Quantificazione della lisciviazione dei metalli nella cromatografia di affinità metallica immobilizzata

Published: January 17, 2020
doi:
10.3791/60690
, , ,
1Department of Chemistry and Biochemistry,James Madison University, 2Biophysics Graduate Program,Ohio State University

Summary

Vi presentiamo un saggio per una facile quantificazione dei metalli introdotti nei campioni preparati utilizzando la cromatografia dell’affinità dei metalli immobilizzati. Il metodo utilizza il blu idxynaphthol come indicatore di metallo colorimetrico e uno spettrofotometro UV-Vis come rivelatore.

Abstract

La contaminazione di enzimi con metalli lisciviati da colonne di affinità dei metalli immobilizzati (IMAC) rappresenta una grande preoccupazione per gli enziologi, poiché molte delle cazioni di-e trivalenti comuni utilizzate nelle resine IMAC hanno un effetto inibitorio sugli enzimi. Tuttavia, l’entità della lisciviazione dei metalli e l’impatto di vari reagenti di eluizione e riduzione sono scarsamente compresi in gran parte a causa dell’assenza di protocolli di quantificazione dei metalli di transizione semplici e pratici che utilizzano apparecchiature tipicamente disponibili in laboratori di biochimica. Per risolvere questo problema, abbiamo sviluppato un protocollo per quantificare rapidamente la quantità di contaminazione da metalli nei campioni preparati utilizzando iMAC come fase di purificazione.
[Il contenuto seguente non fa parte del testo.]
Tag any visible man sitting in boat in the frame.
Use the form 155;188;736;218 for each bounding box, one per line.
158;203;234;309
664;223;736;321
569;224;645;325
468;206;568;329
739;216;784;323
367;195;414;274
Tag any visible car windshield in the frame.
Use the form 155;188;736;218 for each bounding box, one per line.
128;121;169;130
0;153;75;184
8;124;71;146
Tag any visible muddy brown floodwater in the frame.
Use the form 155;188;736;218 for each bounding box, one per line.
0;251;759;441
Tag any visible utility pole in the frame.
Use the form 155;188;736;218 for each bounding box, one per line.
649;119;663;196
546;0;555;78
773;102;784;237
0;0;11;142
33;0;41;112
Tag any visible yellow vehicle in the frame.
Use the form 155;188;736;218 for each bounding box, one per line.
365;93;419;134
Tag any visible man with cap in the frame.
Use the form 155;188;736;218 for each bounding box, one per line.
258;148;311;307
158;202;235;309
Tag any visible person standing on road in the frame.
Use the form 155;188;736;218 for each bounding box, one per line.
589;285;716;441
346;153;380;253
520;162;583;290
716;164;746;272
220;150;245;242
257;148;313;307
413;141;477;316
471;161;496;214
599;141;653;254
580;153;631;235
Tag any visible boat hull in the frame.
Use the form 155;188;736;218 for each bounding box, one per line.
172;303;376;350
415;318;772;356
Il metodo utilizza il blu idxynaphthol (HNB) come indicatore colorimetrico per il contenuto di metalli in una soluzione campione e la spettroscopia UV-Vis come mezzo per quantificare la quantità di metallo presente, nella gamma nanomolar, in base alla modifica dello spettro HNB a 647 nm. Mentre il contenuto di metalli in una soluzione è stato storicamente determinato utilizzando la spettroscopia atomica di assorbimento o tecniche plasmatiche accoppiate induttivamente, questi metodi richiedono attrezzature specializzate e formazione al di fuori dell’ambito di un tipico laboratorio di biochimica. Il metodo qui proposto fornisce un modo semplice e veloce per i biochimici di determinare il contenuto di metalli dei campioni utilizzando attrezzature e conoscenze esistenti senza sacrificare la precisione.

Introduction

Fin dalla sua nascita da Porath e collaboratori1, la cromatografia di affinità del metallo immobilizzato (IMAC) è diventata un metodo di scelta per separare rapidamente le proteine in base alla loro capacità di legarsi con gli ioni metallici di transizione come n2, Ni2, Cu2e Co2 . Questo è più comunemente fatto tramite tag poli-istidina ingegnerizzati ed è ora una delle tecniche di purificazione cromatografica più comuni per l’isolamento delle proteine ricombinanti2. L’IMAC ha anche trovato applicazioni che vanno oltre la purificazione ricombinante delle proteine come un modo per isolare quinolones, tetracicline, aminoglitrali, macrolidi e latcombe z per l’analisi dei campioni alimentari3 e come passo nell’identificazione dei marcatori proteici del siero del sangue per il fegato e i tumori del pancreasco4,5. Non sorprende, IMAC è diventato anche un metodo di scelta per l’isolamento di un certo numero di enzimi bioenergetici nativi6,7,8,9,10. Tuttavia, la riuscita dell’implementazione di questi metodi di purificazione per studi sulle proteine bioenergetiche enzimaticamente attive dipende dalla presenza di livelli trascurabili di cazioni metalliche lisciviate dalla matrice della colonna all’eluato. Le cazioni di metalli divalenti comunemente utilizzate nell’IMAC hanno conosciuto significato biologico patologico, anche a basse concentrazioni11,12. L’effetto fisiologico di questi metalli è più pronunciato nei sistemi bioenergetici, dove possono rivelarsi letali come inibitori della respirazione cellulare o fotosintesi13,14,15. Problemi simili sono inevitabili per la maggior parte delle classi proteiche in cui i metalli contaminanti residui possono interferire con le funzioni biologiche di una proteina o la caratterizzazione con tecniche biochimiche e biofisiche.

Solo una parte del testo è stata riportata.